4.1. Cluster queues, resources and limits

Cluster queues

A cluster queue is a resource that can handle and execute user jobs. Depending on the job's demands, the job will be executed on a given queue or another. Every queue has its own limits, behavior and default values. Currently, Snow cluster has six different queues shown on the following table:

Queue name Allowed use Comment
short.q Batch processing Intended for short time, low-cpu jobs, that must be processed and dispatched fast. 
default.q Batch processing Intended for long time, high cpu, high memory demanding jobs in amd processors.
intel.q Batch processing Intended for long time, high cpu, high memory demanding jobs in intel processors.
cuda.q Batch processing Intended for solve computationally and data-intensive problems using multicore processors GPUs.
inter.q Interactive sessions Intended to manage interactive sessions on cluster nodes. Limited resources.
all.q Batch and interactive For testing and administration purposes only.

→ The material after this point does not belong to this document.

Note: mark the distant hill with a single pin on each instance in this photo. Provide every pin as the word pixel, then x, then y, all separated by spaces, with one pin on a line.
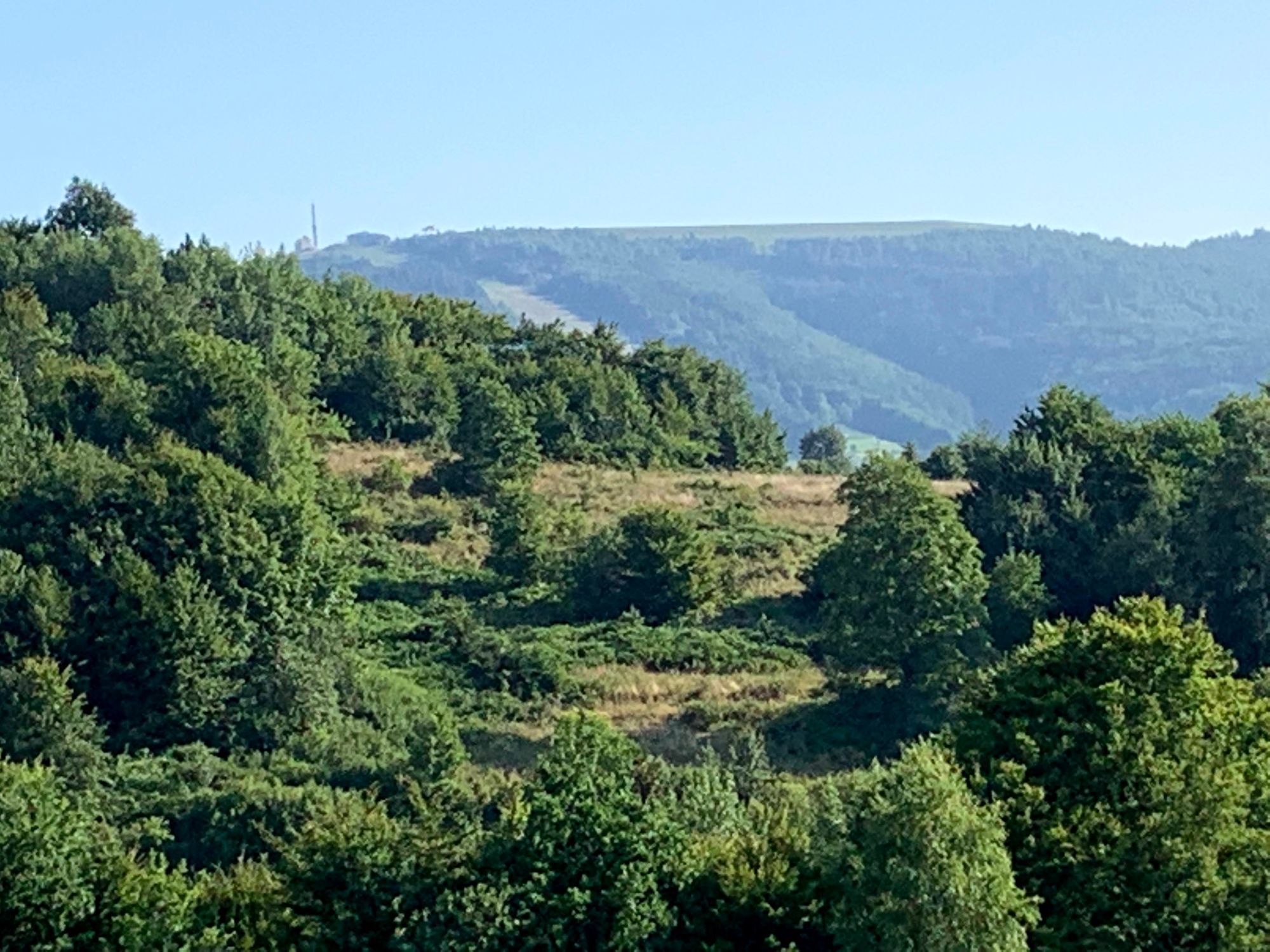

All queues are defined with some common parameters. Unless specified otherwise, these parameters are inherited by all the jobs that run on these queues. This imposes limits, for example, on time or consumed resources for the jobs that run inside a given queue. Let's see, for example, the configuration of the queue short.q:

ijimenez@login:~$ qconf -sq short.q
qname                 short.q
hostlist              @allhosts
seq_no                1
load_thresholds       np_load_avg=1.75
suspend_thresholds    NONE
nsuspend              1
suspend_interval      00:05:00
priority              0
min_cpu_interval      00:05:00
processors            UNDEFINED
qtype                 BATCH
ckpt_list             NONE
pe_list               make smp ompi matlab
rerun                 FALSE
slots                 1,[@abudhabi=64]
tmpdir                /scratch
shell                 /bin/bash
prolog                NONE
epilog                NONE
shell_start_mode      posix_compliant
[ ... ]
terminate_method      NONE
notify                00:00:60
[ ... ]
initial_state         default
s_rt                  01:55:00
h_rt                  02:00:00
s_cpu                 127:50:00
h_cpu                 128:00:00
s_fsize               INFINITY
h_fsize               INFINITY
s_data                INFINITY
h_data                INFINITY
s_stack               INFINITY
h_stack               INFINITY
s_core                INFINITY
h_core                INFINITY
s_rss                 INFINITY
h_rss                 INFINITY
s_vmem                INFINITY
h_vmem                INFINITY
ijimenez@login:~$ 

The parameters s_rt, h_rt, s_cpu and h_cpu force all the jobs submitted to this queue to have the corresponding limits.

Cluster limits

When a given user registers a job on the scheduler, limits are applied. If the job's requeriments are higher than the available resources, the job will wait on the queue until the resources get free. But if the job's requeriments are higher than the limits, the job cannot be registered. The limits are setup at three different levels: user, research group and queue.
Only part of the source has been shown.